Je travaille dans les champs et je gagne trois dollars par jour (2,7 euros). Je dois donc emprunter de l’argent à mes proches pour nourrir mes enfants.
Farida Al Alloush, mère syrienne
Le PAM estime que 13 millions de personnes dans le pays, soit plus de la moitié de la population, souffrent de la faim. Mais en 2024, le PAM n’a pu aider que 3,6 millions de personnes en Syrie, soit une baisse de 49 % par rapport à l’année précédente, en raison de coupes budgétaires. Cette organisation a prévenu il y a quelques semaines que sans nouveau financement, elle devra suspendre l'aide alimentaire à un million de personnes dans le besoin.
Neuf personnes sur dix vivent dans la pauvretéLe père d'Alaa al-Sayed, un garçon de quatre ans vivant à Maarat al-Numan, dans le sud d'Idlib, est décédé pendant la guerre en 2023. Cette perte a entraîné une diminution significative des ressources de la famille et la faim a envahi leur vie. Le poids et la taille d'Alaa sont bien inférieurs à la moyenne pour son âge, et le garçon souffre de faiblesse et de vertiges constants. Un médecin l’a examiné et a déterminé que c’était dû à la faim. « Mon fils a besoin de médicaments et de compléments alimentaires, mais je ne peux pas me permettre de les acheter car notre situation financière s'est aggravée depuis la mort de mon mari », explique sa mère, Farida al Alloush. « Je travaille aux champs et je gagne trois dollars par jour (2,7 euros), ce qui ne suffit pas à nos besoins fondamentaux. Je dois donc emprunter de l'argent à ma famille pour nourrir mes enfants », ajoute-t-elle, expliquant qu'ils ne prennent parfois qu'un seul repas par jour, en fin d'après-midi.

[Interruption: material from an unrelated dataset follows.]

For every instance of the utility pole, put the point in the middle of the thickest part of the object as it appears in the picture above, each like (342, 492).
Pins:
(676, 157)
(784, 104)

Mettre sur la table une assiette de nourriture contenant tous les nutriments nécessaires est un fardeau que trop de familles ne peuvent aujourd’hui pas assumer.
Ali Al Qassem, pédiatre
La malnutrition chronique cause des dommages irréversibles au développement physique et cognitif des enfants, affectant leur capacité d’apprentissage et leur productivité, avec des conséquences qui peuvent les affecter pour le reste de leur vie. « Une génération entière d’enfants en Syrie paie le prix de la guerre avec sa santé, endommagée par la faim, la maladie, la pauvreté et les déplacements », insiste Ali al-Qassem, pédiatre à Alep, dans le nord de la Syrie.
Selon l’UNICEF, neuf personnes sur dix vivent actuellement en dessous du seuil de pauvreté. Le manque de nutriments commence avec l'allaitement, insuffisant ou interrompu en raison de conflits ou d'une mauvaise alimentation des mères, estime ce médecin, qui met également en garde contre l'introduction trop rapide du lait de vache dans l'alimentation des bébés, qui génère dans de nombreux cas des allergies, des diarrhées ou de l'anémie.
Le Dr Hala Daoud, responsable du programme de nutrition du ministère syrien de la Santé, partage cet avis, expliquant que de nombreuses femmes syriennes souffrent de malnutrition pendant la grossesse et l'allaitement, ce qui empêche un grand pourcentage d'entre elles d'allaiter leurs enfants, mais elles manquent également de moyens financiers pour acheter du lait en poudre.
« En Syrie, de nombreuses personnes dépendent de l'aide humanitaire pour se nourrir et manquent de légumes, de fruits et de viande. Apporter à la table tous les nutriments nécessaires est un fardeau que trop de familles ne peuvent pas supporter aujourd'hui », conclut Al Qassem.